TranslatorSRI/Babel

Number of GeneProtein conflations and fell in 2024oct1

Opened this issue · 1 comments

2024oct1 has fewer gene-protein conflations (19,701,538) than 2024aug18 (21,431,316) and slightly fewer info-content values (3,345,015) than 2024aug18 (3,346,582). We should figure out why this is.

I traced one example back, and found that the gene identifier (NCBIGene:9736071) was no longer present in gene_info.gz (as downloaded from https://ftp.ncbi.nlm.nih.gov/gene/DATA/gene_info.gz), presumably because it was "discontinued on 23-Aug-2024". We previously associated this with UniProtKB:E0SDS8, which is still present in our database (but trying a GeneProtein conflation on this will simply return the gene).
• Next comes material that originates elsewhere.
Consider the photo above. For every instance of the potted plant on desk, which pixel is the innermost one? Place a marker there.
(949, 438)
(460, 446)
More information about prokaryotic genes discontinued by NCBI: https://www.ncbi.nlm.nih.gov/refseq/about/prokaryotes/faq/#FAQ1

I randomly checked around ~10 genes that have been deleted and they were all bacterial genes discontinued in late August.

We could try to use a previous gene_info.gz file so that we don't lose this information, but that seems dumb. If these identifiers are mostly to do with prokaryotic identifiers, they're unlikely to have an effect on Translator, and I assume eventually UniProtKB will update their IDs. But when we have a bit of free time it might be worth looking into the gene history files to see if we can find new mappings for those identifiers for a future Babel release.